If your difficult child screams to get her way, DO NOT give in to her. She's learned the louder she screams, she will get her way. No, ignore her. I'm PROMISING you she will stop this if you stop giving in to her. I can tell you it will get worse before it gets better, she has to unlearn this negative attention seeking behavior. Coddling her in her bed is making things worse. I'm not in any way trying to be offensive or mean (((HUGS))).
 
H

HaoZi

Guest
One thing struck me in somone's post. Not sure who.

This is a stepdad that already has a turbulent relationship with one of the girls - no way should he step in if Jen & her daughters are going at it. Sorry - I will never accept that one. That will set off difficult child like you won't believe!
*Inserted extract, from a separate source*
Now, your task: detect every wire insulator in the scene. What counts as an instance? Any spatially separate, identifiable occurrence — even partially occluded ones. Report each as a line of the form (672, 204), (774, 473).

I have sooooooooooo been there done that with a pre-teen dealing with a new man in mom's life. It is NOT easy, let me tell you. You have to find the line that she can not cross - like trying to break up your time at night - and make that line as deep as you can. Do NOT let her take that from you.
She has to learn her relationship with everyone in that house is different, just as yours is. Husband love is not like Daughter love. It is just not the same - not better or worse, more or less - just different.

That was me, and it was in reference to one of Jena's post from a while back where husband took her daughter's side during one of her run off times.
 

Jena

New Member
hi

i never ever lay in bed with-difficult child. i'Tourette's Syndrome total opposite here so your getting wrong impression. as far as coddling, i've made sure as not to do that. i dont' share my marriage thoughts with her, i shared with-her the reason for his upsetment the "points" that were for her ears. shes' only 12 with a ton of her own issues to handle. i'd never sit with-her and chat about my marriage, did i write somewhere that i do that??? that would be crazy......

as far as the bedtime thing, she does scream and i do not lay with her etc. at all. piont is she used to be able to get me out by threatening me to wake other kids. and she has done it lol. i wont' allow her to do that anymore. if she wakes them she wakes them.

her behaviors all stem from her anxiety issues and her defiance level whether that be the bipolar in her Obsessive Compulsive Disorder (OCD) who knows.... yet she hates to be alone at night, hates silence etc. we stand firm we truly do, you'd have to see it in action to even get what it's ike here on certain nights. it a freak show. nights shes' thrown herself onto floors, broken part of her bunk bed in a rage, locked herself in bathroom all because i wont' give into her i just sit in my room meditating or talking to husband and breathing while it goes down. she's a wild ride my kid, alot of good in there. someday she'll rule the world if she can use it for good and not evil.